Monday, October 08, 2007

Supporting the Troops

A clever way of doing so is something like this: You write their orders for 729 days when 730 days would give them extra benefits. Then you send them to Iraq for 22 months and save all that extra benefit money:

When they came home from Iraq, 2,600 members of the Minnesota National Guard had been deployed longer than any other ground combat unit. The tour lasted 22 months and had been extended as part of President Bush's surge.

1st Lt. Jon Anderson said he never expected to come home to this: A government refusing to pay education benefits he says he should have earned under the GI bill.

"It's pretty much a slap in the face," Anderson said. "I think it was a scheme to save money, personally.

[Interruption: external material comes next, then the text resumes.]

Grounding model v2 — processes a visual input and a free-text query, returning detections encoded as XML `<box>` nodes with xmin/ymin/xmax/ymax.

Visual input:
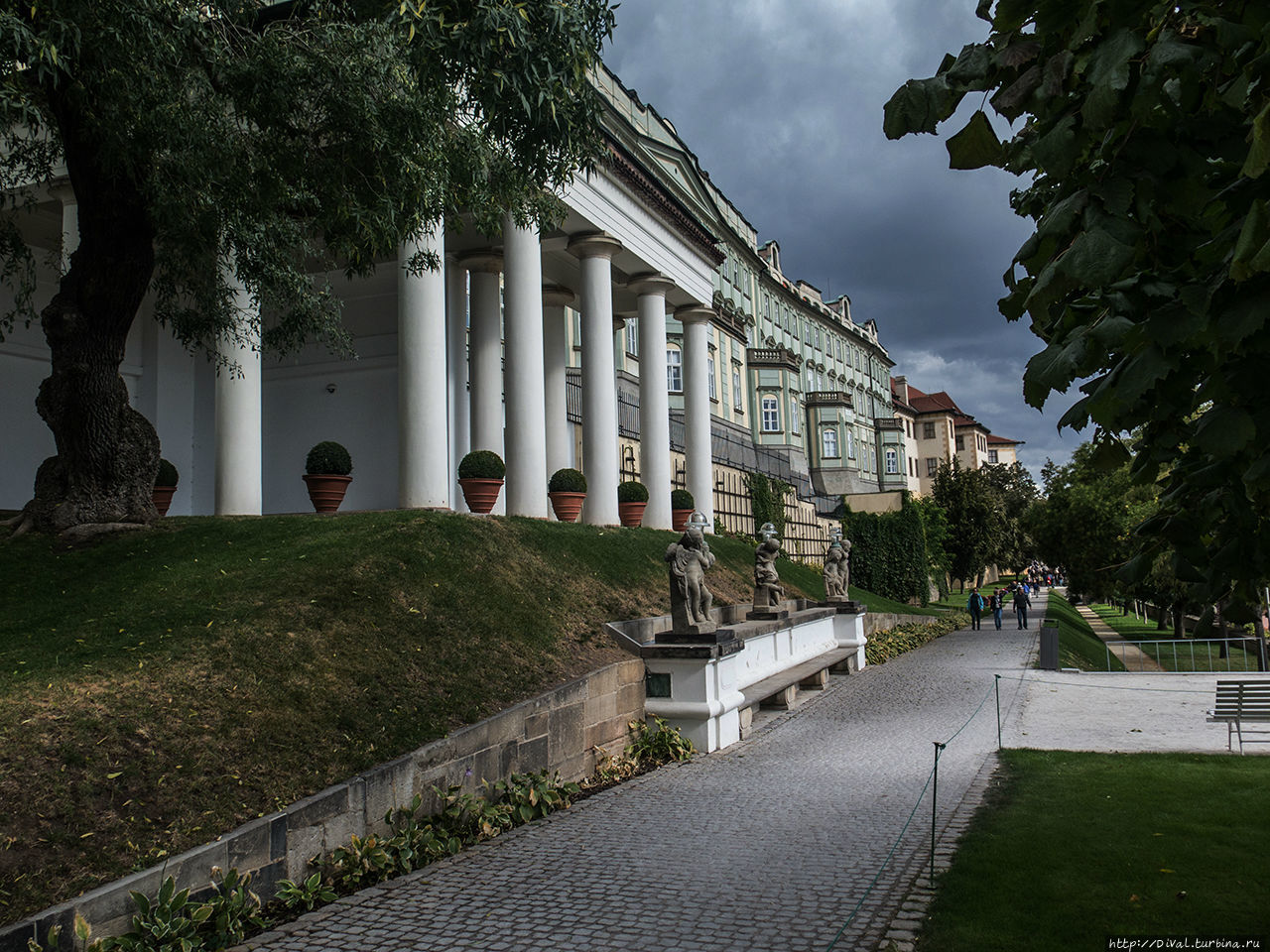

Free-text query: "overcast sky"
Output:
<box><xmin>604</xmin><ymin>0</ymin><xmax>1082</xmax><ymax>482</ymax></box>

I think it was a leadership failure by the senior Washington leadership... once again failing the soldiers."

Anderson's orders, and the orders of 1,161 other Minnesota guard members, were written for 729 days.

Had they been written for 730 days, just one day more, the soldiers would receive those benefits to pay for school.

"Which would be allowing the soldiers an extra $500 to $800 a month," Anderson said.

That money would help him pay for his master's degree in public administration. It would help Anderson's fellow platoon leader, John Hobot, pay for a degree in law enforcement.

"I would assume, and I would hope, that when I get back from a deployment of 22 months, my senior leadership in Washington, the leadership that extended us in the first place, would take care of us once we got home," Hobot said.

Both Hobot and Anderson believe the Pentagon deliberately wrote orders for 729 days instead of 730. Now, six of Minnesota's members of the House of Representatives have asked the Secretary of the Army to look into it -- So have Senators Amy Klobuchar and Norm Coleman.

On the other hand, this way of writing the orders does save the hard-working taxpayer some of that money the government is not supposed to get. It turns out that 1,162 troops are affected and that the number of days their orders fall short of getting the higher benefits is from one to twelve. Wow! So close, yet no cigar.

Army Secretary Pete Geren is working hard on fixing the problem, though.